Investigating phase center variations due to digital beamforming

Kurzfassung

The “Phase Center” is an essential quantity for characterizing antennas in precise navigation applications such as geodetics or avionics. Signal processing algorithms generally assume the radiated wave-front from the antenna is spherical at the target position. The position of the phase center defines the position of an ideal point source radiator for the purpose of system design. Therefore, accurate determination of the phase center is crucial for system design purposes. In practice, the phase center is an estimate of the true antenna phase front. It generally depends on the angular position of the target, the polarization and the range of solid angles of interest. Because this concept is critical for proper system design, it is essential that an unambiguous self-consistent technique be implemented to determine the phase center. The phase center of complex, highly directional antennas may be very difficult and costly to measure. Other factors such as antenna mounting, feed structure or measurement uncertainty can lead to additional errors.
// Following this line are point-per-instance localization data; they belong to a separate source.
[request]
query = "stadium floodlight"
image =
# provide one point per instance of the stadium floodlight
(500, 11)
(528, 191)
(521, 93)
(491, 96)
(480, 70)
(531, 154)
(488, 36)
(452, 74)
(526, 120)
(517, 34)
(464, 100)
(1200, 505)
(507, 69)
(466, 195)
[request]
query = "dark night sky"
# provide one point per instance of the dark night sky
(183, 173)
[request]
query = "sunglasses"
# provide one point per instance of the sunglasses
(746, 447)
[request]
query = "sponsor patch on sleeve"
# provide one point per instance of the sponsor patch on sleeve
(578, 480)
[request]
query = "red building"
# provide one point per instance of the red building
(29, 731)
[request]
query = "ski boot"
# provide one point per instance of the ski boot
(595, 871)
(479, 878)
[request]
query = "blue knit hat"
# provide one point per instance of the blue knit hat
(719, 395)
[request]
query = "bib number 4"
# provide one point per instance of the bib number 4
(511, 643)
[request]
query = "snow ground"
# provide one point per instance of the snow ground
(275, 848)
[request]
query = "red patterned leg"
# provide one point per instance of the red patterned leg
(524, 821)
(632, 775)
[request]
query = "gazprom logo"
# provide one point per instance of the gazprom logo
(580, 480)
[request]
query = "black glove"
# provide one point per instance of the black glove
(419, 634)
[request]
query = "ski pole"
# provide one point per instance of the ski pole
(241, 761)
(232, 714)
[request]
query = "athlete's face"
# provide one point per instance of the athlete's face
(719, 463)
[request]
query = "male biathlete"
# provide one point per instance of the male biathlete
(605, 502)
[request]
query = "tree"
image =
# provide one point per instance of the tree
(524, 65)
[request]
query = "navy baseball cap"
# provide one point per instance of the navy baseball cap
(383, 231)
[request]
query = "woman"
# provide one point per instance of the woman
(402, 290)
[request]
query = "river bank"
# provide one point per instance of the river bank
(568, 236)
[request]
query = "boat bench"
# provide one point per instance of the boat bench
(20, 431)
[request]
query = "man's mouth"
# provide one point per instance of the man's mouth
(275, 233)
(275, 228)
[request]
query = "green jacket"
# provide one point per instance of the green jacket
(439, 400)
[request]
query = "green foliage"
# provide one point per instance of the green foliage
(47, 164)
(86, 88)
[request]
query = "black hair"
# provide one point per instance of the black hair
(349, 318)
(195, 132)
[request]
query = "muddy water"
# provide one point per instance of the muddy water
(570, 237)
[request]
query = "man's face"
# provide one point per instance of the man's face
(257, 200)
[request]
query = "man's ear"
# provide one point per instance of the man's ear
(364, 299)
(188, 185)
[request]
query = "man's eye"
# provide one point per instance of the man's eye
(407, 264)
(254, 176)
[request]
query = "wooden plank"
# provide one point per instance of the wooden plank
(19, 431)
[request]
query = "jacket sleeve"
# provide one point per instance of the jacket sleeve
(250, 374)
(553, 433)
An efficient alternative to measurement is the application of mathematical methods that take advantage of 3D electromagnetic field simulation. These approaches save time and reduce uncertainty when compared with measurement, since the antenna environment may easily be varied and measurement uncertainty is eliminated. The method used to determine the antenna PC position will be presented in this talk. This approach is currently used by the German Aerospace Center (DLR) to investigate phase centre variations (PCV) caused by digital beamforming. The far-field data obtained from HFSS are used to analyze PCV for different incident signal directions of arrival under realistic antenna conditions, accounting for mutual coupling and output impedance mismatch. Several methods for phase center calculation will be presented and their advantages and disadvantages will be discussed.